El movimiento contestatario pierde fuerza y aliento, la exaltación cede paso a un cansancio general
Desde nuestro regreso a París, nos pusimos en contacto con Jean Genet. Los acontecimientos le habían devuelto toda su combatividad y energía. Le acompañamos a La Sorbona liberada por los estudiantes y su intervención mordaz en una asamblea improvisada arrancó un aplauso cerrado de los asistentes. Un tanto abrumado e inquieto por el éxito de sus palabras -estaba habituado, me dijo, a los silbidos e insultos-, propuso que fuéramos a Billancourt. Contrastando con la agitación del Quartier Latin, comprobamos que reinaba la calma en las fábricas. Pues, mientras Mendès-France apoyaba el movimiento de los jóvenes, el PC se mantenía en unas posiciones que juzgábamos reformistas y limitaba sus reivindicaciones al ámbito laboral.
El domicilio de Monique en la Rue Poissionière, contiguo al cine Rex y a un centenar de metros de L'Humanité, es el punto neurálgico de manifestaciones opuestas: la de los estudiantes y grupos libertarios que silban y vocean consignas contra el órgano oficial del Partido Comunista, y la de los representantes de la derecha pura y dura, movilizados contra "la marea roja". Los unos gritan "De Gaulle, dimisión" y repudian la línea timorata y acomodaticia del partido. Los otros agitan banderas tricolores y denuncian la mano de Moscú. Un día, la cohorte patriótica, rechazada por una carga policial, se reagrupa al pie de nuestro inmueble. Como escribí en el capítulo titulado 'El territorio del poeta', en En los reinos de Taifa, Genet -estábamos almorzando- agarra la sopera y trata de arrojarla por la ventana a los manifestantes. Monique se la arrebata de las manos: ¡es de la vecina! Él coge entonces un plato, que va a estrellarse contra la boina, el cráneo, de un individuo de una cincuentena de años que parece un miembro de L'Action Française inventado por Buñuel. La frente le sangra ligeramente mientras mira hacia arriba al genio encolerizado que le insulta. "Grossier personnage!", se limita a decir. La portera ha tenido la precaución de cerrar la entrada del edificio y los manifestantes se olvidan del increpador.
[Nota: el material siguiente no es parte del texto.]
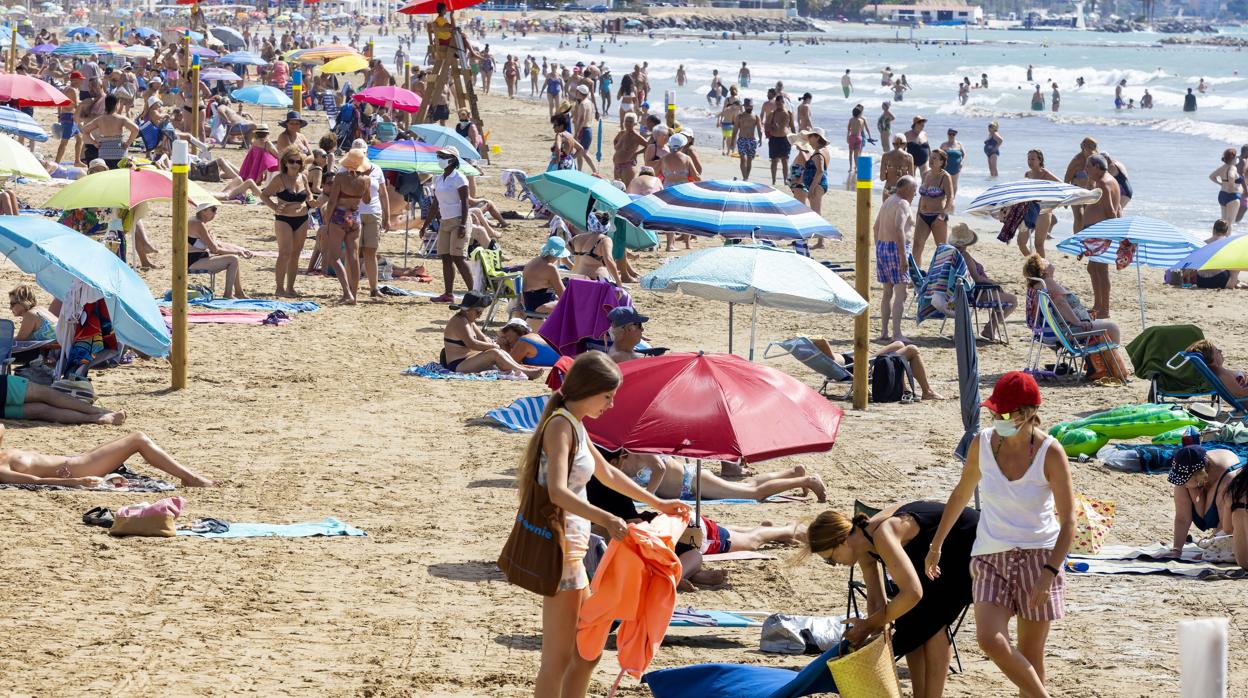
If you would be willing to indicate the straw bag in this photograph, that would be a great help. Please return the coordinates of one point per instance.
(532, 558)
(869, 671)
(1092, 522)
Entre tanto las noticias eufóricas se multiplican: la "liberación" del Gran Teatro del Odéon, convertido en un foro de discusión abierto a todas las corrientes de la izquierda; la del Colegio de España en la Ciudad Universitaria, en la que participó, según creo, Fernando Arrabal. Con Genet y un grupo de amigos, proponemos la del Palais de l'Institut del Quai de Conti. Nuestro razonamiento es el siguiente: los pilares del Estado burgués son el Ministerio del Interior, el Banco de Francia y la Academia Francesa. Ante la imposibilidad de liberar/ocupar los dos primeros, fuertemente protegidos por la policía, nos queda la tercera opción: irrumpir en aquélla, reunir en sus salones a todos los mendigos y borrachos del barrio, revestirlos solemnemente con el uniforme de los inmortales y desacralizar para siempre a la gloriosa institución. Pero nuestro poder de convocatoria es mínimo y los obstáculos se acumulan. El Quartier Latin es escenario de enfrentamientos cada vez más duros, la consigna es ir a las barricadas. Se habla de decenas de heridos (los hubo) e incluso de muertos (algo desmentido luego), lo que no obsta para que la multitud marche al grito de "¡De Gaulle, asesino!".
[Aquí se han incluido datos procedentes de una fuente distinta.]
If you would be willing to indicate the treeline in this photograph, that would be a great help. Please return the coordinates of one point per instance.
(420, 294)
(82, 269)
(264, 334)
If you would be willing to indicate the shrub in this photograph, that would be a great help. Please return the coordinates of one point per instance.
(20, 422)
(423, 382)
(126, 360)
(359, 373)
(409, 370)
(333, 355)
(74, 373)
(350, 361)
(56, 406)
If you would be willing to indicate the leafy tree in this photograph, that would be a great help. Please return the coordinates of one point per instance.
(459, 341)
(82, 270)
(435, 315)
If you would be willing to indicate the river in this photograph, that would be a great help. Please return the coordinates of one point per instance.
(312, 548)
Mientras las manifestaciones se suceden en los bulevares, un amigo del editor Frédéric Ditis nos informa de la ocupación del vecino Conservatorio de Música. Monique y yo acudimos allí para encontrarnos con una miniasamblea de gasolinas -el primer movimiento de liberación homosexual europeo, anterior a la identidad gay neoyorquina- que, un par de días después, desfilará por el bulevar de Belleville con atuendos provocativos, al grito de "nous sommes tous des enculés", entre su regocijo y los aplausos de la población inmigrante.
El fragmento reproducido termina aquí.